- Pitcher
- Born: October 24, 1959 (age 66) Baltimore, Maryland, U.S.
- Batted: RightThrew: Right

MLB debut
- May 29, 1987, for the Pittsburgh Pirates

Last MLB appearance
- September 19, 1993, for the Detroit Tigers

MLB statistics
- Win–loss record: 22–25
- Earned run average: 5.11
- Strikeouts: 143
- Stats at Baseball Reference

Teams
- Pittsburgh Pirates (1987); Baltimore Orioles (1989–1991); Detroit Tigers (1993);

= Dave Johnson (1980s–1990s pitcher) =

American baseball player (born 1959)

David Wayne Johnson (born October 24, 1959) is an American former professional baseball pitcher who spent five seasons in Major League Baseball (MLB) with the Pittsburgh Pirates (1987), Baltimore Orioles (1989-1991) and Detroit Tigers (1993). He has been a baseball analyst with the Mid-Atlantic Sports Network (MASN) and the Orioles Radio Network since 2006.

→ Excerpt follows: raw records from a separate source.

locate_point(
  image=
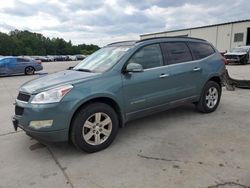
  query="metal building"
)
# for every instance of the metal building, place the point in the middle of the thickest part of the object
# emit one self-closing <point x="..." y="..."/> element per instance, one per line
<point x="224" y="36"/>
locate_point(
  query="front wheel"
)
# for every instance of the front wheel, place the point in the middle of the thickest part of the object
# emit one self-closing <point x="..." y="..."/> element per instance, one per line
<point x="94" y="127"/>
<point x="29" y="71"/>
<point x="210" y="97"/>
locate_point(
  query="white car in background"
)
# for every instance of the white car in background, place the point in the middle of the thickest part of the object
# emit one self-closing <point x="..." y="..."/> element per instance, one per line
<point x="238" y="55"/>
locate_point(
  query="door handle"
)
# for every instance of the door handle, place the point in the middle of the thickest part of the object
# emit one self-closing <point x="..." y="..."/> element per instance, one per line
<point x="164" y="75"/>
<point x="197" y="69"/>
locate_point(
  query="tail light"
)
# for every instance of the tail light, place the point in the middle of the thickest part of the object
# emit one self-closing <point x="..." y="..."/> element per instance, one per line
<point x="225" y="61"/>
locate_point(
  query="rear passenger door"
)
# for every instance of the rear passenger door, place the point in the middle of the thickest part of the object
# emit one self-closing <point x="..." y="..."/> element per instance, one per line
<point x="185" y="73"/>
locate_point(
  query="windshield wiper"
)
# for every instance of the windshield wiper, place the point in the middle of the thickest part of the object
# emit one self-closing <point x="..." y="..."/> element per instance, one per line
<point x="83" y="70"/>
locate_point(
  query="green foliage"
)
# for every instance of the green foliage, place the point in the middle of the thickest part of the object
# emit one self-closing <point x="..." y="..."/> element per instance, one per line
<point x="28" y="43"/>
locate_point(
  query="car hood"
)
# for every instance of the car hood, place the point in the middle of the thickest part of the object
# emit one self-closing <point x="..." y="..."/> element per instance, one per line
<point x="56" y="79"/>
<point x="235" y="53"/>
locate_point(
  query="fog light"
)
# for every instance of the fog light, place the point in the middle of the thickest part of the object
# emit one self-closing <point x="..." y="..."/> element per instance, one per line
<point x="41" y="124"/>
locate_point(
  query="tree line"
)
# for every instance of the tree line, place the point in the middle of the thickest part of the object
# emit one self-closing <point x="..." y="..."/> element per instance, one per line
<point x="28" y="43"/>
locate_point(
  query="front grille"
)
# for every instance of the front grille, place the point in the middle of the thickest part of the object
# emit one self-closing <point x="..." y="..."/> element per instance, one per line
<point x="23" y="97"/>
<point x="231" y="56"/>
<point x="19" y="111"/>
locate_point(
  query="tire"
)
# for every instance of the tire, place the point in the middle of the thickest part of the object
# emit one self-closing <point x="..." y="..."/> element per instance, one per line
<point x="89" y="132"/>
<point x="29" y="70"/>
<point x="210" y="97"/>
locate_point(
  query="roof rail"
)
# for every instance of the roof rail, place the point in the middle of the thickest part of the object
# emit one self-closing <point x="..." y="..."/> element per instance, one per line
<point x="183" y="37"/>
<point x="128" y="42"/>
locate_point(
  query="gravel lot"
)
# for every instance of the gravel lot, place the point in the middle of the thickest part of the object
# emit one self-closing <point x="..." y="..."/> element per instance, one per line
<point x="176" y="148"/>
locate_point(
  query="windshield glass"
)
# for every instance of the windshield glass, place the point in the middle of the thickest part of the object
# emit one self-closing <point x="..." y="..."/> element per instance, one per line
<point x="240" y="50"/>
<point x="102" y="60"/>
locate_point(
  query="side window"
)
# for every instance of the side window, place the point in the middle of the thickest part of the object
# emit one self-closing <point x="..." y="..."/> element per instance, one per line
<point x="2" y="64"/>
<point x="176" y="52"/>
<point x="149" y="56"/>
<point x="201" y="50"/>
<point x="22" y="60"/>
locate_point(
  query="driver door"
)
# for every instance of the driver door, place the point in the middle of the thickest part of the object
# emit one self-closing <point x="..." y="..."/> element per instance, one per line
<point x="147" y="89"/>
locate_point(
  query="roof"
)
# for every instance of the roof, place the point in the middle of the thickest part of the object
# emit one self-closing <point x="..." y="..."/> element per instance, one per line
<point x="172" y="37"/>
<point x="123" y="43"/>
<point x="226" y="23"/>
<point x="133" y="42"/>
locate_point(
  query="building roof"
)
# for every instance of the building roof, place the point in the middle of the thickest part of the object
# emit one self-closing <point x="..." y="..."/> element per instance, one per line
<point x="226" y="23"/>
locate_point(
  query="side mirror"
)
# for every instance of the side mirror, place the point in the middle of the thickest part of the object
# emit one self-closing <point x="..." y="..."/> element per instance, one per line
<point x="134" y="67"/>
<point x="70" y="68"/>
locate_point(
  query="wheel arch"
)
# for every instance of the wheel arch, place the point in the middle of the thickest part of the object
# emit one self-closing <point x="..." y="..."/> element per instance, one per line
<point x="106" y="100"/>
<point x="216" y="79"/>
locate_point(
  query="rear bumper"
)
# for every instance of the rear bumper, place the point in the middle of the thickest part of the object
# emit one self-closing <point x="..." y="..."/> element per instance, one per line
<point x="48" y="136"/>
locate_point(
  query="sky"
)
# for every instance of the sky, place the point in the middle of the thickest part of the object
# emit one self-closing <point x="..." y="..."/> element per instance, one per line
<point x="104" y="21"/>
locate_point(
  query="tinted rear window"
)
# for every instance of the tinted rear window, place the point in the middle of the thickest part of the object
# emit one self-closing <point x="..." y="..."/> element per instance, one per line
<point x="176" y="52"/>
<point x="22" y="60"/>
<point x="201" y="50"/>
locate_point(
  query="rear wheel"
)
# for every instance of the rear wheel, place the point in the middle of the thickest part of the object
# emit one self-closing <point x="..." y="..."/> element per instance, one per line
<point x="94" y="127"/>
<point x="29" y="70"/>
<point x="210" y="98"/>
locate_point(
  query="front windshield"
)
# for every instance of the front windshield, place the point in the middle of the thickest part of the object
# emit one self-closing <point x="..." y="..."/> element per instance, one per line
<point x="240" y="50"/>
<point x="102" y="60"/>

Johnson had an emergency start at SkyDome on September 30, 1989, in the regular season's penultimate game, which the Orioles needed to win to extend the AL East championship race by at least one day. Pressed into service as a result of Pete Harnisch accidentally stepping on a nail while returning to his hotel room the previous night, he allowed two hits in seven innings before being subbed out after walking Nelson Liriano to start the eighth with the Orioles leading 3-1. The Toronto Blue Jays scored three times in that inning and won both the game 4-3 and the AL East title. Johnson was the starting and losing pitcher in Wilson Álvarez's 7-0 no-hitter at Memorial Stadium on August 11, 1991.

Johnson wrote a Guideposts article titled "Against the Odds," which appeared in the May 1990 issue of the magazine (pp 2–5). His son Steve pitched for the Orioles and the Seattle Mariners.